Now it’s several weeks later and, mirabile dictu, the number of respiratory cases is over 400, and the number of deaths is either 4 or 6 or 7. Again, the details are hard to find, but it appears that various illegal and unauthorized substances have been used in those vaping devices. In that case, it is not the device that’s the problem. If you go blind after putting acid in an eyedropper, the eyedropper is not the cause, dying after drinking strychnine from a sippy cup doesn’t mean we need sippy cup control.
I don’t know if there are any long-term adverse effects from vaping. Neither does anyone else. I do know that nobody has died from a fire caused by an e-cigarette. How do I know that? Because if it happened, that would national news for weeks.

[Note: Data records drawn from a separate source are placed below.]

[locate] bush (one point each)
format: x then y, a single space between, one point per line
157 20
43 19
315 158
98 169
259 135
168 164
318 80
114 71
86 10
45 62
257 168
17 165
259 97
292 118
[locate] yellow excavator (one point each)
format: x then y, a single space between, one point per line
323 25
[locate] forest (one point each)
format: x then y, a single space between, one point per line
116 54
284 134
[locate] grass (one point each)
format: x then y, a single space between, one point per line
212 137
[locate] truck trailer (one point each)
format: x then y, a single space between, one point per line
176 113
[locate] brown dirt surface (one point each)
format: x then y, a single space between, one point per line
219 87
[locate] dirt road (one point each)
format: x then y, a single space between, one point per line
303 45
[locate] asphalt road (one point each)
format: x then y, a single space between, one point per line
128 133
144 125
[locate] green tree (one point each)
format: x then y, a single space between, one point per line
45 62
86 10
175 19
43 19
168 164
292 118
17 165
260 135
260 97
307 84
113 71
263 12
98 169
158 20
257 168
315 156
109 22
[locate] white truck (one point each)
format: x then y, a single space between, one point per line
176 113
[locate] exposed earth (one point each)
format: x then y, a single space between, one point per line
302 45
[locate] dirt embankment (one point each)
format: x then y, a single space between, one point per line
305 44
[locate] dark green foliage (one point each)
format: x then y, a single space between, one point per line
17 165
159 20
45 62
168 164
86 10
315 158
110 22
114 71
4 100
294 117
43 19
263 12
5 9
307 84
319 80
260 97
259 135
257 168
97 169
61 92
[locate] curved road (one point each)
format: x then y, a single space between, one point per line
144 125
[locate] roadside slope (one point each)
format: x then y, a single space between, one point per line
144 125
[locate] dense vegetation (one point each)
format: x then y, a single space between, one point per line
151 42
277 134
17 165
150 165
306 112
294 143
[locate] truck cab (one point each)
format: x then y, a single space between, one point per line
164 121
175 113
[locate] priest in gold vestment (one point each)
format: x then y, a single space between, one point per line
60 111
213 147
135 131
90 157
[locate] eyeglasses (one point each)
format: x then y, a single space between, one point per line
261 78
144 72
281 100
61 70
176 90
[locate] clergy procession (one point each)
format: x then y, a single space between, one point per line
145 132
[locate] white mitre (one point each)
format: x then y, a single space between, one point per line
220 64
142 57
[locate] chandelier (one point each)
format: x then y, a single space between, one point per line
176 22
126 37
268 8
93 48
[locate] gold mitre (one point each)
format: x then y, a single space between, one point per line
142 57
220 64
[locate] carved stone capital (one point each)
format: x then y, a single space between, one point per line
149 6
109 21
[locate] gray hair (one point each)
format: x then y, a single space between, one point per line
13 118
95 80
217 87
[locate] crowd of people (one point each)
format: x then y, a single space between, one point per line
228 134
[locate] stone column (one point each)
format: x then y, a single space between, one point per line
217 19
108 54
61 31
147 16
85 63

Vaping helps people stop smoking; even if vaping causes long-term health problems, it would be really hard for those to be worse than the effects of smoking. Of course, we are hearing none of this. Instead, we are subjected to a constant barrage of reports about a small number of people who have misused the product.
We’ve seen this before. A vanishingly small percentage of legal gun owners misuse their weapons and the solution is to ban guns. This, of course, will leave the vast majority of law-abiding gun owners vulnerable to criminals.
The Earth’s climate is changing and the effects, both good and bad, are currently unknown. Some of this change may be caused by mankind’s use of fossil fuels. Again, how much this affects the climate is also unknown. The bad effects of climate change are publicized and exaggerated while the good effects are almost never mentioned. Instead of working on decreasing the bad outcomes and increasing the good, the solution is to get rid of fossil fuels. This, of course, will impoverish us and make it less likely that we’ll have the resources to actually address the problem.
So, I’m not buying the hysteria about vaping. Even if all the bad outcomes being raved about are caused by vaping, it’s still safer than most other vices. Maybe I’ll check it out myself.